それを”竜甘露”と名付けたのは当時マチェイ家の令嬢だったティトゥなのだが、カーチャはその事を説明するべきかどうか少し悩んだ。
「もう一枚下さい」
「あ、今作りますね」
しかし、貴族兄妹に請われて代わる代わる水あめかけを作っているうちに、完全に説明するタイミングを逸してしまうのだった。
「竜甘露・・・ 大変貴重なモノを頂き感謝する」
「大変好ましゅう存じました」
「・・・お二人から感謝のお言葉を賜り当家の料理人も喜ぶと思います」
貴族でも滅多に味わう事の出来ない甘味を存分に味わい満足そうな幼い兄妹。
そしてどこか微妙な表情のカーチャ。
貴重も何も、水あめこと竜甘露は今ではすっかりナカジマ家の使用人のおやつの友だ。
急な来客とはいえそんな”まかないメシ”を貴族のお茶請けに出した料理人のベアータの心臓も大したものである。
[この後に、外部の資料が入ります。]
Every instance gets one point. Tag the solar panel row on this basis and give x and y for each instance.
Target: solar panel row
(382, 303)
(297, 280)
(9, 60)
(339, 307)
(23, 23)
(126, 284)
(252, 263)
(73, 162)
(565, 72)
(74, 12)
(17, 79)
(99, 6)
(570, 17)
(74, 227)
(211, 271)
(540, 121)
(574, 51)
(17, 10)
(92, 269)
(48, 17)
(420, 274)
カーチャはすっかり恐縮してしまい、申し訳ない気持ちで一杯になってしまった。
「何か?」
「あ、いえ、何でもございません。おつきの騎士団の方々にはこちらで食事と宿泊の用意をしておきます。何もない村ですがお二方も必要なものがございましたら何なりとお申し付けください」
「かたじけない」
「ありがとう存じます」
丁寧に言葉を返す幼い兄妹。メイド相手にも偉ぶらない二人にカーチャは好感を持った。
(この方達の国が帝国軍との戦争になっているんだ)
隣国ゾルタといえば春にはこのミロスラフ王国に攻めて来た、いわば憎っくき敵国だ。
とはいえカーチャも、今では元ゾルタ兵の家具職人のオレクを始め、多くの開拓兵を見てきてそんな気持ちはすっかり消えていた。
このお二人の未来が不幸にならなければ良いのだけど。
カーチャは胸を締め付けられるような思いと共に、そう強く願わずにはいられなかった。